Le consulat, par la loi du 22 germinal an xi, confirma et aggrava la législation précédente : toute coalition de la part des ouvriers «cessant en même temps de travailler... pour enchérir les travaux» fut punie de six mois de prison; la coalition des patrons n’entraînait qu’une amende de 100 à 3,000 francs et un mois de prison au maximum. Le code pénal de 1810, tout en adoucissant la punition, laissa subsister l’inégalité de peine : les articles 414, 415 et suivans frappèrent les ouvriers coalisés d’un mois au moins et de trois mois au plus d’emprisonnement. Les chefs ou moteurs pouvaient être condamnés à cinq ans de prison et à la surveillance de la haute police; les patrons ne s’exposaient qu’à une amende de 200 à 3,000 francs et à un emprisonnement, variant de six jours à un mois. Ici il n’était plus question de peines spéciales contre les chefs ou moteurs. En outre la coalition des patrons devait être « injuste et abusive » pour donner lieu à des poursuites, tandis que dans l’article relatif aux ouvriers on avait omis ces mots. Sous la restauration et la monarchie de juillet, le maintien de ces lois rigoureuses souleva de vives réclamations : des grèves nombreuses, des agitations sanglantes, des sociétés secrètes habilement fondées, vinrent prouver l’inefficacité des mesures restrictives. « Il ne s’est guère passé d’année durant ce laps de temps, dit M. Levasseur[2], sans que les tribunaux aient eu à juger un ou plusieurs procès de coalition, et pourtant le parquet ne recherchait pas ces procès; il laissait volontiers sommeiller la loi tant que des faits publics de violence ne se produisaient pas. » Malheureusement de sérieux désordres éclatèrent trop souvent; plusieurs émeutes sortirent des conciliabules souterrains des centres socialistes. Néanmoins ce n’est qu’en 1849, à l’assemblée législative, que le débat fut ouvert de nouveau au sujet des coalitions. Cette fois encore, une loi prohibitive fut votée par la majorité; elle a été maintenue jusqu’en 1864, et en ce moment on voudrait nous y ramener.

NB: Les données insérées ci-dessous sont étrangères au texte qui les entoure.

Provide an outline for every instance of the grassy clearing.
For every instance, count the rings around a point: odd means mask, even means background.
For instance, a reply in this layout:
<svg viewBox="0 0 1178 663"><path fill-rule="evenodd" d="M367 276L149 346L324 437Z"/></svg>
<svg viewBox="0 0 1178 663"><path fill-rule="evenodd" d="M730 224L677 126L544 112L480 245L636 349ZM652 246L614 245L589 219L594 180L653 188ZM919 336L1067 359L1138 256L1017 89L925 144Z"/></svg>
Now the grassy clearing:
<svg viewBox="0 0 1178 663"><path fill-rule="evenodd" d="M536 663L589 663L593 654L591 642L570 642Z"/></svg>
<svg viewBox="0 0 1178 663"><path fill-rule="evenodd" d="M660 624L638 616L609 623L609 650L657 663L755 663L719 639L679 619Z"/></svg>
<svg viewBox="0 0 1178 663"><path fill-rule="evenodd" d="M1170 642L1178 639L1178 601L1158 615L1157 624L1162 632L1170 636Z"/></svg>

Quels sont cependant les argumens qui furent alors invoqués? C’est expressément pour assurer la liberté du travail et de l’industrie que

  1. La révolution entrait alors dans la voie qui devait la conduire à de dangereuses innovations; il suffit de rappeler ici le rapport du comité pour l’extinction de la mendicité.
  2. Histoire des classes ouvrières depuis 1789.